Seeking nourishment beyond water, I left the house briefly on Saturday night to join one of my best friends (and favorite Jews) for dinner at Jamjuree to break his Yom Kippur fast. As he devoured chicken satay and a sizzling shrimp dish and declared, "I am normal again!" I sipped green tea and tried not to pass out. It was not the nourishment I was looking for, but the company of an old friend around whom I could shiver and be only a shadow of my normal self. It was exactly the comfort I needed at the moment.

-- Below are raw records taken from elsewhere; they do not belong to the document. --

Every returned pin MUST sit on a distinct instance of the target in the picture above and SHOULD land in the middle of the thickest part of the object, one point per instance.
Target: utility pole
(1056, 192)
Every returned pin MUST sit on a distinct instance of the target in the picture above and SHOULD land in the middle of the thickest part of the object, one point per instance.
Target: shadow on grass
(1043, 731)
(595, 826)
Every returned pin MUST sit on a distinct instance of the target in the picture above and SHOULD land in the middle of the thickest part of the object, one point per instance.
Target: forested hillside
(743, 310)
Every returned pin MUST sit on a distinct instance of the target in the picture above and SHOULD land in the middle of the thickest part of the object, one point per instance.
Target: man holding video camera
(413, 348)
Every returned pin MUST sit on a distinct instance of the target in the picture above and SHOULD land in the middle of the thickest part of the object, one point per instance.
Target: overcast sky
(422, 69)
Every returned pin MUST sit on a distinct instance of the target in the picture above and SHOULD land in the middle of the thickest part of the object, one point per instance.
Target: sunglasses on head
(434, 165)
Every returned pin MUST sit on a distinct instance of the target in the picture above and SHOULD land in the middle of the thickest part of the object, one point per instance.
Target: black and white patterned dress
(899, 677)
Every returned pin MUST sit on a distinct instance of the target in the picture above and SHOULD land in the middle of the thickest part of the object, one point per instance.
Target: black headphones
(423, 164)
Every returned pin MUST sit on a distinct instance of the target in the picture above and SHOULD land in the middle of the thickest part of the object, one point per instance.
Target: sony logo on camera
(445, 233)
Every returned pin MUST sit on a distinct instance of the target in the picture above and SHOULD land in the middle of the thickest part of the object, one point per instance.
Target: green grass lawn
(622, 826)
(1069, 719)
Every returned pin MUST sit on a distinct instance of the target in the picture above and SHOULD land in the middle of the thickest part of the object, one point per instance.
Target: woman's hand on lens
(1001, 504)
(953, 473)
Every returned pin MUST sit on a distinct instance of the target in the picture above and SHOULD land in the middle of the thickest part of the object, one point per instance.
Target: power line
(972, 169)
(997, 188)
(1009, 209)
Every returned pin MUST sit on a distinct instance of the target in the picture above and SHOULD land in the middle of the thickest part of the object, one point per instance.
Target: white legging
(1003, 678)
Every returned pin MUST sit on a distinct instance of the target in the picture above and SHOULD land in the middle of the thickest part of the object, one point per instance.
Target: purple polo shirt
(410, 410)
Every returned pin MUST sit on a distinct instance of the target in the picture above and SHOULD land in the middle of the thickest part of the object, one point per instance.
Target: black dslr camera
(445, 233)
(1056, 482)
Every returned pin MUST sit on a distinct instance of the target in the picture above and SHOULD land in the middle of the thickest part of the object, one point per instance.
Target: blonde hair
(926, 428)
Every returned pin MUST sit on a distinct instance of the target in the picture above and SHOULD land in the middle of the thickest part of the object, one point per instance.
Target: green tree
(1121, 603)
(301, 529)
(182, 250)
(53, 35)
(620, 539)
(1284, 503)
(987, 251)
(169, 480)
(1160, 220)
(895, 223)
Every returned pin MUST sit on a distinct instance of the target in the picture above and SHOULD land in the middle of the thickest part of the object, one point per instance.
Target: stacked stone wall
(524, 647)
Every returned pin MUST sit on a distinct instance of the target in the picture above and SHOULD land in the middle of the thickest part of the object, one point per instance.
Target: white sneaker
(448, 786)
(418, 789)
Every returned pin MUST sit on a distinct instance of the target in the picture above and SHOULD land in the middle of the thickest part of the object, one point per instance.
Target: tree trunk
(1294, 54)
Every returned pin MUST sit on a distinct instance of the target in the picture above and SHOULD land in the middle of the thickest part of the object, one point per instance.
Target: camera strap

On Sunday, I invoked the help of a higher power—Fergus Henderson, patron saint of variety meats and charmingly written cookbooks. In the recipe for Fennel, Butter Bean, Ox Tongue, and Green Sauce, from his newest book, Beyond Nose to Tail, I found the most beautiful sentence, which I've been offering up as a daily prayer for a fully restored appetite: "Now slice as much tongue as you feel appropriate (keep the rest for sandwiches) into thin little angel's wings." Amen.